The life of Cy Grant (1919 – 2010), whose extensive career spanned acting, song writing, black rights activism and the RAF, will be celebrated by a project at London Metropolitan Archives (LMA) to inspire young people and raise awareness of his achievements.
Documents, manuscripts, photographs and films dating from the 1940s to 2010, which chart Cy Grants life and form part of the Cy Grant Archive, will be catalogued and made public for the first time, following an award of a £79,800 grant from the Heritage Lottery Fund to Cy Grant Trust.
Guyanese-born Grant, who died aged 90 in 2010, was enlisted as a Royal Air Force Flight Lieutenant Navigator in the Second World War, and also worked as a singer/song writer, broadcaster, writer, multi-ethnic arts community organiser, and activist. He was also the first black person to feature regularly on UK television, chiefly, because of his appearances on the BBC current affairs programme, Tonight with the late Cliff Michelmore. In 2014, Cy Grant’s family deposited the Cy Grant Archive at LMA (which is owned and managed by the City of London Corporation) and a year later, Cy Grant Trust, LMA and Windrush Foundation formed a partnership to oversee the archive project, which builds on a growing number of collections deposited at LMA by the Black African Caribbean community.
Samantha Moxon, Cy Grants daughter, said: This project means a great deal to our family. My dad’s dream was that the importance of his work should be recognised and never forgotten.
Geoff Pick, Director of London Metropolitan Archives, said: We are delighted that we have been entrusted with the Cy Grant Archive and have become a key partner in preserving and making accessible this outstanding collection that traces the life and work of a very special Londoner and hero of the Black Caribbean community. This initiative builds on the City of London Corporations strong foundations in documenting the history of the capitals many communities.

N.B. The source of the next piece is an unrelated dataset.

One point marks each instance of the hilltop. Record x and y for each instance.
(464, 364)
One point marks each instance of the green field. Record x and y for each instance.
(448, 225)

The project will connect young people to Cy Grant – essentially, a role model for todays young generations – and encourage them to learn about his achievements. Original source material will be made available to the public through youth/inter-generational workshops and events, a school education pack, online resources, and an exhibition hosted by the Marcus Garvey Library in Tottenham. Screenings will take place at The British Film Institute and LMA.
The project will run until spring 2017, with a final celebration event to launch the archive catalogue. The full release of the final catalogue will be available in 2017 by viewing London Metropolitan Archives online catalogue.